Military force is therefore fundamental, but it is only one part of domination. A power may conquer quickly and lose everything just as quickly if it fails to structure the postwar order.
Taxation, Tribute, and the Extraction of Resources
Every lasting domination requires a capacity to extract. Governing, waging war, building, maintaining a court, financing sanctuaries, or paying agents all require resources. Ancient powers therefore developed diverse forms of extraction.
Frequent Forms of Extraction
- taxes in kind;
- taxes in money in certain contexts;
- corvée labor;
- tribute;
- requisitions;
- spoils;
- obligatory gifts;
- control of monopolies or routes.
Extraction is not only economic. It is also political, because it concretely manifests domination. To make people pay a tax, demand tribute, or impose labor is to show who commands.
What Resource Extraction Makes Possible
- feeding the army;
- financing constructions;
- maintaining ruling elites;
- redistributing in order to secure loyalty;
- displaying the power of the center;
- supporting religious and administrative functions.
But taxation may also provoke tensions, resistances, and revolts if it is judged excessive or illegitimate. Power must therefore often balance extraction and acceptability.
Elites: Indispensable Relays of Domination
No ancient power governs alone. Behind the figure of the king, emperor, civic council, or victorious leader, there are always elites who serve as relays. These elites may be aristocratic, military, religious, administrative, urban, or landholding.
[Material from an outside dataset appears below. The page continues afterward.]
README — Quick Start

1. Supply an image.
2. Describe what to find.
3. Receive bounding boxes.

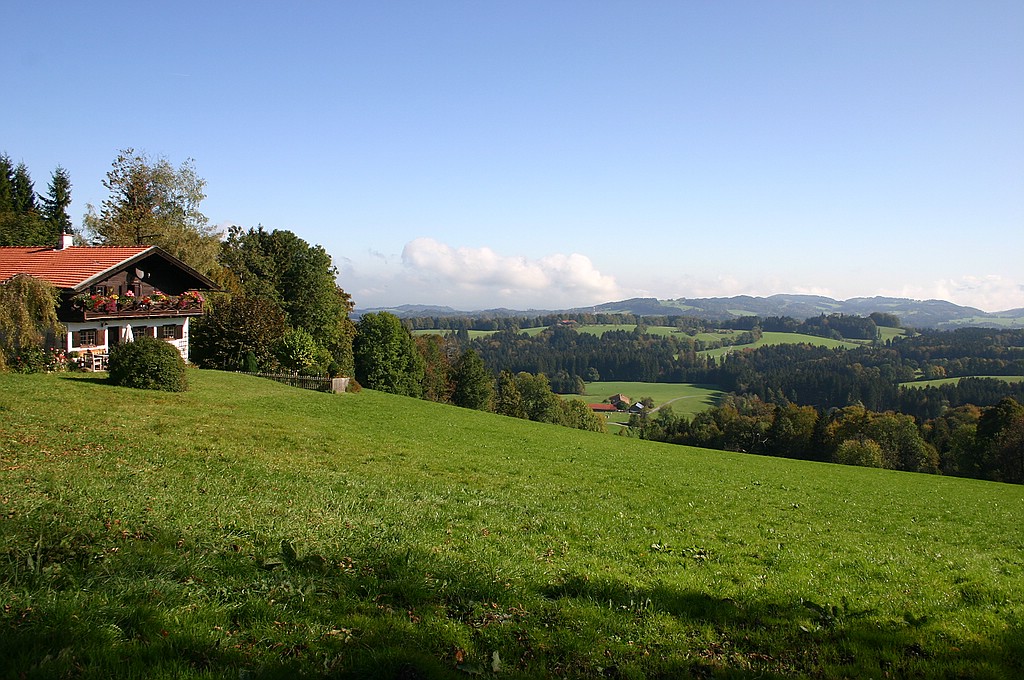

Their role is decisive because they make it possible to:
- apply orders;
- manage territories;
- extract resources;
- administer justice;
- supervise populations;
- relay the ideology of power;
- stabilize the peripheries.
But these elites may also become a danger. If too powerful, they challenge the center. If too marginalized, they revolt or withdraw. Ancient domination therefore often rests on an unstable compromise between centralization and sharing power with influential groups.
Types of Elites Frequently Involved
- warrior nobility;
- priestesses and priests;
- scribes and administrators;
- urban notables;
- governors;
- integrated local chiefs;
- great dynastic families.
To understand ancient forms of domination is therefore also to understand the place of these intermediaries of power.
Dominating Bodies, Statuses, and Social Hierarchies
Ancient domination is not exercised only over territories; it is also exercised over persons, groups, and statuses. Ancient societies were largely hierarchical. They distinguish between free and unfree, elites and dependents, dominants and dominated, victors and vanquished, political centers and subjected populations.
Domination may thus take the form of:
- slavery;
- war captivity;
- peasant dependencies;
- civic hierarchies;
- privileges of birth;
- legal exclusions;
- obligations imposed on certain groups;
- inequality before power and resources.
These hierarchies are not secondary: they profoundly structure the ancient worlds. Power also manifests itself through the capacity to define statuses, assign places, and maintain distinctions.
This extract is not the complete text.